Everything You Ever Wanted to Know About Tree Rings

The world around us is full of patterns.  Natural phenomena such as the weather, planetary movements and even our own bodies all have a rhythm or pattern to them. It’s not surprising that people in different places and cultures throughout history have noticed these rhythms and used them in their daily lives.

Consider trees for a moment.  These great organisms show a wide variety of patterns which we can use to learn about past conditions. These rhythms or rings tell us much more than just how old the tree is. Tree rings contain clues as to what the weather was like, if fires occurred and even what the surrounding landscape looked like!

Each year, as trees grow, they produce a ring. Within these rings, tree-ring scientists (or dendrochronologists) can count the number of rings to determine how old a tree is.  A cross section of the trunk would reveal the age of the tree, but doing that for every single tree in an area is quite time consuming! Imagine if you wanted to count the rings of every tree in your neighborhood. Instead, scientists take core samples from trees (usually no more than a couple inches in diameter) and count the rings under a microscope. It is much easier to do this on dead wood rather than cutting down healthy trees!

Acacia tree rings

Tree rings are so important that there is even an entire branch of science devoted to studying them: dendrochronology. (Hence the dendrochronologists mentioned above.)  By looking at the spacing of rings and the thickness of each ring scientists can determine what conditions were like in a particular year. For instance, if the rings are narrow one year and wide the next it means that there was more rain than usual.

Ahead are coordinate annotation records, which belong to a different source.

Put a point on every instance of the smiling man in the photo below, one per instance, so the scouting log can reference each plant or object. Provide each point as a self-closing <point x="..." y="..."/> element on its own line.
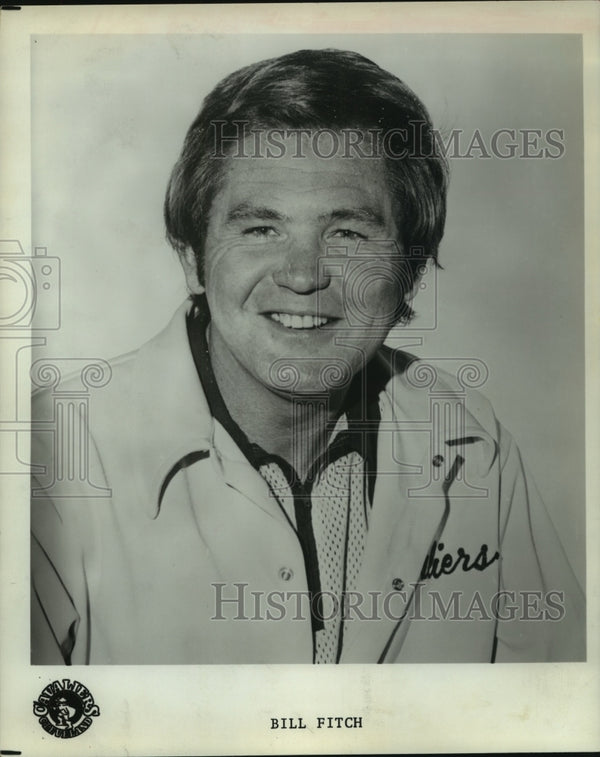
<point x="284" y="487"/>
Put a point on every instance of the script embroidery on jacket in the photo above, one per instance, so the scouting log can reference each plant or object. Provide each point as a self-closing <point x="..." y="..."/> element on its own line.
<point x="436" y="566"/>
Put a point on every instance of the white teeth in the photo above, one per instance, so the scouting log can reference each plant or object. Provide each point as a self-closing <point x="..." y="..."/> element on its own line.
<point x="299" y="321"/>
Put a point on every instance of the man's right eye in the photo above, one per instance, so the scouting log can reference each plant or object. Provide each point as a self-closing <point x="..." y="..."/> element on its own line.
<point x="260" y="231"/>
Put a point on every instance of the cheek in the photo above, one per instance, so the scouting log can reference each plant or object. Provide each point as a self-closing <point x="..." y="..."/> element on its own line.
<point x="375" y="295"/>
<point x="230" y="272"/>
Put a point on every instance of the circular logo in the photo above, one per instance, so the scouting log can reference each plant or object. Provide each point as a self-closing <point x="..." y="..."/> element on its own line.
<point x="65" y="709"/>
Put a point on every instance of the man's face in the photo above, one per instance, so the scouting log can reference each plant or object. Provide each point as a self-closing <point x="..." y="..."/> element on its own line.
<point x="288" y="309"/>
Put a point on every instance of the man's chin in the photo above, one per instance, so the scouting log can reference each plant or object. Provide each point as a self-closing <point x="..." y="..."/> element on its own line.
<point x="309" y="376"/>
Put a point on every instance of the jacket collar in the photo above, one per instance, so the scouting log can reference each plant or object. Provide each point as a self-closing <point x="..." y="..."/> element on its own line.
<point x="174" y="421"/>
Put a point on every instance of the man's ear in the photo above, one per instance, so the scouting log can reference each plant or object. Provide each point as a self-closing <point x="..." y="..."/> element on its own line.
<point x="190" y="269"/>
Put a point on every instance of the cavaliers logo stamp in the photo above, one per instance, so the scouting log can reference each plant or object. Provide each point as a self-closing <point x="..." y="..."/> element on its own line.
<point x="65" y="709"/>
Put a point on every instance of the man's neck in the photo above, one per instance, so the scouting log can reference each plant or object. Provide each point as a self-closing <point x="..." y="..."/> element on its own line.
<point x="294" y="428"/>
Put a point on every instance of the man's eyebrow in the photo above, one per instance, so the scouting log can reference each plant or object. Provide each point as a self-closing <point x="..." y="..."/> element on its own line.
<point x="246" y="210"/>
<point x="362" y="214"/>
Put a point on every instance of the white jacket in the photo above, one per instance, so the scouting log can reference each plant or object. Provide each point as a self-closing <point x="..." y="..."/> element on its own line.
<point x="119" y="579"/>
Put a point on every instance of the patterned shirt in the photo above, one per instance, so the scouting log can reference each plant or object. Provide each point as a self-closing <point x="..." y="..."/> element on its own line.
<point x="329" y="510"/>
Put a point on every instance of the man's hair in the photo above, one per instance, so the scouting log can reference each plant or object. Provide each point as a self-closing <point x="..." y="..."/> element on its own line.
<point x="316" y="89"/>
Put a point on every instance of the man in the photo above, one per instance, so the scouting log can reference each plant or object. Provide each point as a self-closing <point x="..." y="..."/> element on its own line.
<point x="283" y="487"/>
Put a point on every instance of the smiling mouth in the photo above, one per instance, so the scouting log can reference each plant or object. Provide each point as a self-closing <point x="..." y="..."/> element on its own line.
<point x="299" y="321"/>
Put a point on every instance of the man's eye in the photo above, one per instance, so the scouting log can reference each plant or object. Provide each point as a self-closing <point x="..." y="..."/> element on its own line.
<point x="348" y="234"/>
<point x="260" y="231"/>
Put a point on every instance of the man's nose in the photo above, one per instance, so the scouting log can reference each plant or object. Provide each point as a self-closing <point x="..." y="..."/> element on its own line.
<point x="302" y="269"/>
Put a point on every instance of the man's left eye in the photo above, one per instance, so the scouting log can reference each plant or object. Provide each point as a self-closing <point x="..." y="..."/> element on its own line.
<point x="348" y="234"/>
<point x="260" y="231"/>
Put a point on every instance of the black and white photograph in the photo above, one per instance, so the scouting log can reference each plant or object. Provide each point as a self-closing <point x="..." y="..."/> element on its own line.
<point x="299" y="329"/>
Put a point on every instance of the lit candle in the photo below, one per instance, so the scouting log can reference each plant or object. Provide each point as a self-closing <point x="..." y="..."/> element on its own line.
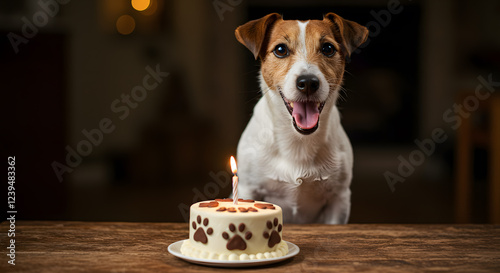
<point x="234" y="169"/>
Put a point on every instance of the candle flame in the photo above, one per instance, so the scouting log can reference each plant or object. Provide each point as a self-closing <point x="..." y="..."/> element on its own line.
<point x="234" y="167"/>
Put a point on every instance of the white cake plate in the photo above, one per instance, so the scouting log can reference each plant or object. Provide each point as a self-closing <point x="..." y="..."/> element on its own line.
<point x="175" y="249"/>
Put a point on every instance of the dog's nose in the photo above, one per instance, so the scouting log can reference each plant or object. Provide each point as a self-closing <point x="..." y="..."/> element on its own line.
<point x="308" y="84"/>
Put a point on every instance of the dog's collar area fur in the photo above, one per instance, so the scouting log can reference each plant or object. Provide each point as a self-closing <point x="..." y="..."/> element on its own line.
<point x="289" y="107"/>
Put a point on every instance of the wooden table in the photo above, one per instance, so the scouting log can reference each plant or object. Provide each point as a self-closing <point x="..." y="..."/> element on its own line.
<point x="142" y="247"/>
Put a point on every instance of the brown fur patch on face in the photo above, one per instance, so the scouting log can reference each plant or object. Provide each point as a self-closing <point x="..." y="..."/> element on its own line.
<point x="317" y="34"/>
<point x="274" y="69"/>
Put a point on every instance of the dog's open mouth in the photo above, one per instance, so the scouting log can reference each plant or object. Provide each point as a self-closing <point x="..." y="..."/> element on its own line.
<point x="305" y="114"/>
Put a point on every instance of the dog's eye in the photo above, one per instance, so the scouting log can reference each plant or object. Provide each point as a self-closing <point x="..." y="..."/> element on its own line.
<point x="328" y="49"/>
<point x="281" y="51"/>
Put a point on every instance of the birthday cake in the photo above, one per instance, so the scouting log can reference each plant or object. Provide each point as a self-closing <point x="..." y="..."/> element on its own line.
<point x="222" y="230"/>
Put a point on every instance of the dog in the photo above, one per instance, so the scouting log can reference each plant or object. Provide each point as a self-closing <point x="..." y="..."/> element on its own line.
<point x="294" y="152"/>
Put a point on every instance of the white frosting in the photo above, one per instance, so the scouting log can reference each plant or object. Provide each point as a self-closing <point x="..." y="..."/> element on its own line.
<point x="216" y="245"/>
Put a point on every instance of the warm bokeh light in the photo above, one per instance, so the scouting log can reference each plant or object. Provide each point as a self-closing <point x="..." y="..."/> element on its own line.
<point x="125" y="24"/>
<point x="234" y="167"/>
<point x="140" y="5"/>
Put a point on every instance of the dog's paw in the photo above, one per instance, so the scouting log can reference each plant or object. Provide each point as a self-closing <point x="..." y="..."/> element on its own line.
<point x="199" y="234"/>
<point x="237" y="242"/>
<point x="273" y="235"/>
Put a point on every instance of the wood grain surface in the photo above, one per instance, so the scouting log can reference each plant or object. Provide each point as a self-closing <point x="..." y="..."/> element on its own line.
<point x="46" y="246"/>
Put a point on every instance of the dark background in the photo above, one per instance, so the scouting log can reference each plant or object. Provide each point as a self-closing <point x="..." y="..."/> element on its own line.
<point x="173" y="148"/>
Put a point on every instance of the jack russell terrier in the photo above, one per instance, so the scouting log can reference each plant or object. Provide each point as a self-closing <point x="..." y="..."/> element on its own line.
<point x="294" y="151"/>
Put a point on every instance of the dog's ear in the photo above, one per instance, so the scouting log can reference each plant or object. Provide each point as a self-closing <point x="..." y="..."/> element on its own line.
<point x="254" y="34"/>
<point x="351" y="34"/>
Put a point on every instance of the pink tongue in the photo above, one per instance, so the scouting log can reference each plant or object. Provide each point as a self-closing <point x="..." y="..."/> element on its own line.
<point x="306" y="114"/>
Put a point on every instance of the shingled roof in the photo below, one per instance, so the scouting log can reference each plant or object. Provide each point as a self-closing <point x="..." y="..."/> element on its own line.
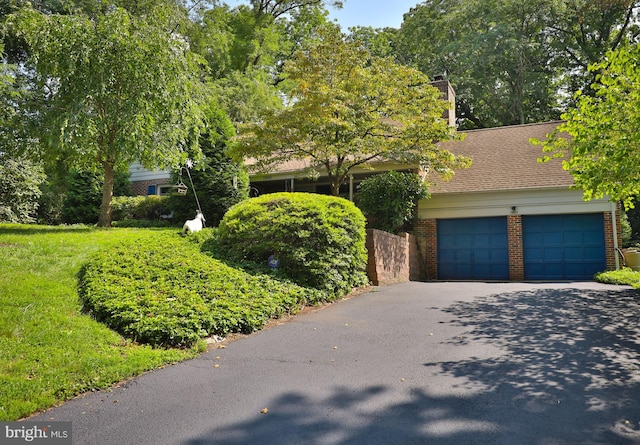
<point x="504" y="159"/>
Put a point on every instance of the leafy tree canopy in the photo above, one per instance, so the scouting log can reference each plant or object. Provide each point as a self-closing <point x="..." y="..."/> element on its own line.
<point x="513" y="62"/>
<point x="349" y="109"/>
<point x="602" y="149"/>
<point x="113" y="89"/>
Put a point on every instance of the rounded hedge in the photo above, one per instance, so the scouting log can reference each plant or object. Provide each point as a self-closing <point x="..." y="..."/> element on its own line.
<point x="318" y="240"/>
<point x="160" y="288"/>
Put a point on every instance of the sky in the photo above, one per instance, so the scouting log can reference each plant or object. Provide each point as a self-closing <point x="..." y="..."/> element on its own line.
<point x="375" y="13"/>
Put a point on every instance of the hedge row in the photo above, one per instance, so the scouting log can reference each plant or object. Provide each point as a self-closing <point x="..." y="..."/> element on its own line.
<point x="318" y="240"/>
<point x="162" y="290"/>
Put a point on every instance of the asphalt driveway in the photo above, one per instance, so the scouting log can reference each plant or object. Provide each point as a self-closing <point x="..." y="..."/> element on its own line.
<point x="414" y="363"/>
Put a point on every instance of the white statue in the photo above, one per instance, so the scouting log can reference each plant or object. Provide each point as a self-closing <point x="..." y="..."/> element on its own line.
<point x="194" y="225"/>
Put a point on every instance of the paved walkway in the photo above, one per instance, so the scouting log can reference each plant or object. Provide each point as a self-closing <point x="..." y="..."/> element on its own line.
<point x="414" y="363"/>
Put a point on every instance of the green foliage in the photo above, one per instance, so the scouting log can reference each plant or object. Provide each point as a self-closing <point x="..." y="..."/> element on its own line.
<point x="20" y="181"/>
<point x="496" y="59"/>
<point x="349" y="109"/>
<point x="49" y="350"/>
<point x="513" y="62"/>
<point x="319" y="240"/>
<point x="623" y="276"/>
<point x="600" y="138"/>
<point x="389" y="199"/>
<point x="126" y="89"/>
<point x="162" y="290"/>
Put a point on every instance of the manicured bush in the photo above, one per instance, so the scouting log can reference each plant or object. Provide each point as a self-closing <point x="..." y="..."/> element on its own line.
<point x="622" y="276"/>
<point x="161" y="289"/>
<point x="319" y="240"/>
<point x="20" y="181"/>
<point x="389" y="199"/>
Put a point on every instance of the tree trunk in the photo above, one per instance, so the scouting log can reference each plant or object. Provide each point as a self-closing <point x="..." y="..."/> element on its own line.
<point x="107" y="195"/>
<point x="335" y="186"/>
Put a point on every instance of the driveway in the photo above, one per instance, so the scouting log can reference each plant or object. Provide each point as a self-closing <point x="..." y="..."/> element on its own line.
<point x="414" y="363"/>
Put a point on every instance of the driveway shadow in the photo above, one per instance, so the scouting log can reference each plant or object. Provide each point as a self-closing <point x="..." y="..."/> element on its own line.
<point x="568" y="373"/>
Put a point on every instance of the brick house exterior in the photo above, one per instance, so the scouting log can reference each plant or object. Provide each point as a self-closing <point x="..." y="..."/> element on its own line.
<point x="507" y="217"/>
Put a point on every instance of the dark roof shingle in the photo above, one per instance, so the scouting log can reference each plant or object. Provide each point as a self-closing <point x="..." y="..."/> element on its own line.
<point x="504" y="159"/>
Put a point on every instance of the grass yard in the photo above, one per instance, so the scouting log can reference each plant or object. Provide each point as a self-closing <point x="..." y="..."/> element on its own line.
<point x="49" y="350"/>
<point x="152" y="296"/>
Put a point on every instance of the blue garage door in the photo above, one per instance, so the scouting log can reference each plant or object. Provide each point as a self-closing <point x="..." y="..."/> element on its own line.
<point x="473" y="249"/>
<point x="563" y="247"/>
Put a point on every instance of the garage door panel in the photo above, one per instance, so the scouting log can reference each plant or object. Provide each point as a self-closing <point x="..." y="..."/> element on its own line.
<point x="473" y="249"/>
<point x="561" y="247"/>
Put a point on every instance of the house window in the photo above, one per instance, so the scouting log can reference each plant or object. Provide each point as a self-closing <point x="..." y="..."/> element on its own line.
<point x="166" y="189"/>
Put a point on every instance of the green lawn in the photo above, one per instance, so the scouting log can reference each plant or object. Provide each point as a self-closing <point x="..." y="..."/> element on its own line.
<point x="49" y="350"/>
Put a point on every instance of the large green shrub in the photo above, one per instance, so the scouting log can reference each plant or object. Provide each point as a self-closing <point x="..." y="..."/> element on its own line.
<point x="20" y="181"/>
<point x="162" y="290"/>
<point x="83" y="195"/>
<point x="319" y="240"/>
<point x="389" y="199"/>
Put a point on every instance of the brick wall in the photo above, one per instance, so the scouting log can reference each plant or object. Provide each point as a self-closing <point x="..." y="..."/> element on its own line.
<point x="392" y="258"/>
<point x="427" y="240"/>
<point x="608" y="236"/>
<point x="516" y="253"/>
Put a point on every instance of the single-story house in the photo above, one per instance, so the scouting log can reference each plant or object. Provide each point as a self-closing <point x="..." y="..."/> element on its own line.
<point x="149" y="182"/>
<point x="510" y="217"/>
<point x="507" y="217"/>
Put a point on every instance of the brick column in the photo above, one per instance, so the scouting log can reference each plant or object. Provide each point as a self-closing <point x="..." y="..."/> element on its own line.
<point x="516" y="255"/>
<point x="608" y="237"/>
<point x="426" y="234"/>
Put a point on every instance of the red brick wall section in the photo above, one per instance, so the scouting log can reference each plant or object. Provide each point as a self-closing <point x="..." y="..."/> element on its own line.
<point x="426" y="235"/>
<point x="392" y="258"/>
<point x="608" y="237"/>
<point x="516" y="255"/>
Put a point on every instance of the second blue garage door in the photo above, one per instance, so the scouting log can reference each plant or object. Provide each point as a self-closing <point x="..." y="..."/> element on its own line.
<point x="563" y="247"/>
<point x="473" y="249"/>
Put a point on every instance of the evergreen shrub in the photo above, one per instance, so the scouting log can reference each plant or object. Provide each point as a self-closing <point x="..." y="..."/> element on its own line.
<point x="319" y="240"/>
<point x="389" y="199"/>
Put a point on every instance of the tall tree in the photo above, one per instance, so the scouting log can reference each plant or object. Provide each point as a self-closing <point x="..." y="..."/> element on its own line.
<point x="492" y="51"/>
<point x="581" y="32"/>
<point x="115" y="88"/>
<point x="246" y="47"/>
<point x="602" y="149"/>
<point x="348" y="109"/>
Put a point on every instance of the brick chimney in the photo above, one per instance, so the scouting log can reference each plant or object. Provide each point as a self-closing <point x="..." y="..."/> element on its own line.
<point x="447" y="93"/>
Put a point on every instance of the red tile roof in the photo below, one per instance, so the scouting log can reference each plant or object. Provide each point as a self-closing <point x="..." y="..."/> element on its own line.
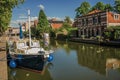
<point x="111" y="18"/>
<point x="56" y="25"/>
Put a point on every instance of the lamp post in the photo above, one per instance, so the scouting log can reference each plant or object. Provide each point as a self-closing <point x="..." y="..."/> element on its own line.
<point x="29" y="27"/>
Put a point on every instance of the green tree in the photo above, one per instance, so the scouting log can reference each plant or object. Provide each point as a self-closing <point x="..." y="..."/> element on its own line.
<point x="99" y="6"/>
<point x="6" y="7"/>
<point x="43" y="24"/>
<point x="117" y="6"/>
<point x="83" y="9"/>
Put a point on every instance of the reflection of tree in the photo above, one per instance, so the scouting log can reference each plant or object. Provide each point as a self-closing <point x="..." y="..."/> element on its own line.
<point x="92" y="56"/>
<point x="95" y="58"/>
<point x="22" y="74"/>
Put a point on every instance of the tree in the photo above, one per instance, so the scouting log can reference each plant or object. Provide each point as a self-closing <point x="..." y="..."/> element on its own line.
<point x="108" y="7"/>
<point x="6" y="7"/>
<point x="83" y="9"/>
<point x="43" y="24"/>
<point x="117" y="6"/>
<point x="99" y="6"/>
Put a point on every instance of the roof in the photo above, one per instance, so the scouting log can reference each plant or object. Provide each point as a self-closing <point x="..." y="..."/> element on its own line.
<point x="111" y="18"/>
<point x="94" y="11"/>
<point x="56" y="25"/>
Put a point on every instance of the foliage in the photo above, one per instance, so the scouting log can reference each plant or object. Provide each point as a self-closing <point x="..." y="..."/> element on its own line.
<point x="82" y="9"/>
<point x="99" y="6"/>
<point x="117" y="6"/>
<point x="6" y="7"/>
<point x="108" y="7"/>
<point x="43" y="24"/>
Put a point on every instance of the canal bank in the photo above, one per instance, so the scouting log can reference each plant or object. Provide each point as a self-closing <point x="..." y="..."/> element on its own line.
<point x="3" y="59"/>
<point x="96" y="42"/>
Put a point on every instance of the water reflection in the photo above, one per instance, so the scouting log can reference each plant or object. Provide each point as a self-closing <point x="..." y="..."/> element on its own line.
<point x="24" y="74"/>
<point x="76" y="61"/>
<point x="94" y="57"/>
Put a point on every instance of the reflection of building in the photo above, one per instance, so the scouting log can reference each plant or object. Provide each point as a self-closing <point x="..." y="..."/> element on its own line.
<point x="112" y="63"/>
<point x="95" y="22"/>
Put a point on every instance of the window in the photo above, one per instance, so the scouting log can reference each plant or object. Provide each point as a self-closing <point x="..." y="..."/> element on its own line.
<point x="116" y="17"/>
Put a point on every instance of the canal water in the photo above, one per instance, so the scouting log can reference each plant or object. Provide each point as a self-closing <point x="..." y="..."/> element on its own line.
<point x="75" y="61"/>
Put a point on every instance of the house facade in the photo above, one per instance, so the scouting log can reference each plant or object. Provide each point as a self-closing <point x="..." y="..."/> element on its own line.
<point x="95" y="23"/>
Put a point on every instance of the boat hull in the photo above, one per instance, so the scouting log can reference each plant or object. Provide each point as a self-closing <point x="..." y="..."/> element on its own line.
<point x="29" y="62"/>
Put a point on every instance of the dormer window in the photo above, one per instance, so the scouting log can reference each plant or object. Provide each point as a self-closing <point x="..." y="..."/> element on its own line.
<point x="116" y="16"/>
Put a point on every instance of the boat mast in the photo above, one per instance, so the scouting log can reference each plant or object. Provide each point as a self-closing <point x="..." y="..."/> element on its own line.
<point x="29" y="27"/>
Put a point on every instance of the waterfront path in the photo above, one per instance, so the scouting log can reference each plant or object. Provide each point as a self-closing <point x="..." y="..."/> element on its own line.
<point x="3" y="59"/>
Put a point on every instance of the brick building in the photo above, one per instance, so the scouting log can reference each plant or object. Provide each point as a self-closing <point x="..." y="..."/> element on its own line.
<point x="95" y="23"/>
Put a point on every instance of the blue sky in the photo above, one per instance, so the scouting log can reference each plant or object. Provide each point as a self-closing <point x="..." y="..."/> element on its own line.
<point x="52" y="8"/>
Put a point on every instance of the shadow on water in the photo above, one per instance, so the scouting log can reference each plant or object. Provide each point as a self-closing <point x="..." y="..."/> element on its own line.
<point x="94" y="57"/>
<point x="25" y="74"/>
<point x="75" y="61"/>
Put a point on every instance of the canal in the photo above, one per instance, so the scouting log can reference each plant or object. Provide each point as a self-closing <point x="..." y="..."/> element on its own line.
<point x="75" y="61"/>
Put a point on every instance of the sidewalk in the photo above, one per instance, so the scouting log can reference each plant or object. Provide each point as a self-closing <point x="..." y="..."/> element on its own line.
<point x="3" y="59"/>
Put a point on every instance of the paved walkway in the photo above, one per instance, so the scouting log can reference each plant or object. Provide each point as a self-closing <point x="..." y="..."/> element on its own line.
<point x="3" y="59"/>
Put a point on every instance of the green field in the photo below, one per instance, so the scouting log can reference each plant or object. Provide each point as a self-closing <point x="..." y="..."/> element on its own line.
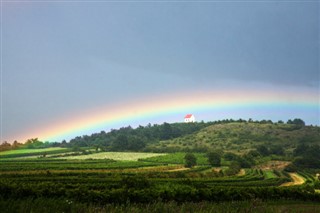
<point x="254" y="167"/>
<point x="134" y="182"/>
<point x="32" y="151"/>
<point x="121" y="156"/>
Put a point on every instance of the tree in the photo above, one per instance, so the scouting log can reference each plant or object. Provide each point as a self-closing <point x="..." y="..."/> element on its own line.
<point x="190" y="160"/>
<point x="214" y="158"/>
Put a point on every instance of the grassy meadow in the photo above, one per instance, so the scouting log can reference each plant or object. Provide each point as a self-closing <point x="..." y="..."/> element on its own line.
<point x="93" y="179"/>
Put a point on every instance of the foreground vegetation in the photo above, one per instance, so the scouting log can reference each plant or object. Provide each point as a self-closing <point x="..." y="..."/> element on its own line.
<point x="233" y="166"/>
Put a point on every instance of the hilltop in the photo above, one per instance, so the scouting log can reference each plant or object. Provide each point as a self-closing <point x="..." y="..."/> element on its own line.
<point x="242" y="137"/>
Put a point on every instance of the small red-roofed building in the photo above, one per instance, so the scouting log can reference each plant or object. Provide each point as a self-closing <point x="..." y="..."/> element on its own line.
<point x="189" y="118"/>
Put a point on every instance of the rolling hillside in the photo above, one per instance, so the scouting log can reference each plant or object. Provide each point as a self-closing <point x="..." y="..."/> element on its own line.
<point x="241" y="137"/>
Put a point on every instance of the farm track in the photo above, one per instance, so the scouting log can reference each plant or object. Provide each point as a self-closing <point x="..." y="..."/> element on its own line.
<point x="297" y="180"/>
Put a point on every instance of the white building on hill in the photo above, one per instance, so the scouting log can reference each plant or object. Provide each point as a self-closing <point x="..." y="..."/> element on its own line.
<point x="189" y="118"/>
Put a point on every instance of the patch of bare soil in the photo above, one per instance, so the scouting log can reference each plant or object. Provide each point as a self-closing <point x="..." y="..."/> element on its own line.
<point x="275" y="164"/>
<point x="297" y="180"/>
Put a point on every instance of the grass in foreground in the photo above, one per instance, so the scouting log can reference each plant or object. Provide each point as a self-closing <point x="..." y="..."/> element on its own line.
<point x="58" y="205"/>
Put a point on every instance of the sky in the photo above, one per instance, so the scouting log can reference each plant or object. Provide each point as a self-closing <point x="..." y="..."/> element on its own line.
<point x="122" y="63"/>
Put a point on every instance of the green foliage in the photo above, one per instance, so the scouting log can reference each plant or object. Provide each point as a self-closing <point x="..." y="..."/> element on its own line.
<point x="307" y="156"/>
<point x="214" y="158"/>
<point x="190" y="160"/>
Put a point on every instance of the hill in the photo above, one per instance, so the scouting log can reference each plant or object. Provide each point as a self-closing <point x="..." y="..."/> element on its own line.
<point x="242" y="137"/>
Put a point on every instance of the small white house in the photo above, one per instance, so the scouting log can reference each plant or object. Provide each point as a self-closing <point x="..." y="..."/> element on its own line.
<point x="189" y="118"/>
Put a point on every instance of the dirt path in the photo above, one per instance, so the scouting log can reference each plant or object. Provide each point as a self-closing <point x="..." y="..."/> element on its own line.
<point x="297" y="180"/>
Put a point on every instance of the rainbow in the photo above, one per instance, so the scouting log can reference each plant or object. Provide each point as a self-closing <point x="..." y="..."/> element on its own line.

Scientists all over the world use tree rings to answer all sorts of questions. They look at the rings of trees near areas where wars have been fought and can determine how intensely those wars were fought by whether the tree was growing or not during those war years. Tree-ring scientists study wood from old structures such as bridges, ships and even entire buildings in order to figure out when they were built.

In addition to looking at the spacing of rings, scientists can also look at the color of a tree ring. In conifers such as pines and spruces, there is a layer in each ring where the cells contain no green chlorophyll (the molecule which plants use to turn sunlight into sugar). This is called a ‘line of weakness’. The lack of green cells makes that section look darker than the rest. Usually, the line is easy to see and scientists can simply count how many dark lines appear in a particular year.

But what about trees such as oak and birch which don’t form these visible lines? For these species scientists use another method called ‘needlecasts’. A ‘needlecast’ is a group of microscopic structures called tracheids which grew when the tree was stressed. The rings formed by tracheids do not have lines of weakness and so cannot be counted like other trees, but they can tell scientists about past climates.

What kinds of environmental stress might cause these groups of tracheids to grow? Droughts are the most common cause, but scientists have also found that low temperatures or high winds can cause needlecasts. Knowing how conditions were in the past may help us understand what climate change could be like in the future.

Often times it is not drought or cold which causes a tree to form these groups of cells, but fire! These are called ‘fire scars’ or ‘light rings’. If a tree is growing in an area which had fires every year it would form many of these light rings. But if there was less frequent burning the number of light rings would decrease.

Fire scars are not only found on trees which are still alive, but also on long dead stumps! By looking for these scars, scientists can determine how frequently a particular area burned.

How does this help us understand the past? Dendrochronologists have found that fire frequency was lower before humans started to regularly burn areas to improve hunting and farming. In some places, controlled burns are done today in order to reduce the intensity and frequency of wildfires and it is important to understand how frequently these fires burned in the past.

Dendocrhonologists have also been able to learn about human history by studying old trees. In the American Southwest they have found trees which were growing at the time of Columbus’ arrival in North America. These trees had narrow rings from 1493 to 1591, a period of war and famine known as the ‘Little Ice Age’.  By looking at cross sections of dead stumps it is possible to determine how old they are and sometimes even their cause of death. All in all, trees which lived for hundreds of years provide us with a lot of interesting information!

Adam Zavesky is a research technician at the University of Arizona’s Laboratory of Tree-Ring Research. The lab was founded under the direction of A.E Douglass in the 1920’s and has been run by scientists of the University of Arizona ever since.

The lab studies tree rings from all over the world in order to look at how changes in climate affect trees and other aspects of nature such as animals, plants and even humans! Recent subjects have included the 2003 blackout in North America, forest fires on Vancouver Island.

All in all, there are many things that can be learned by studying the rings of trees! And because trees are living things they can help us understand not only what happened in the past, but also provide insight into the future.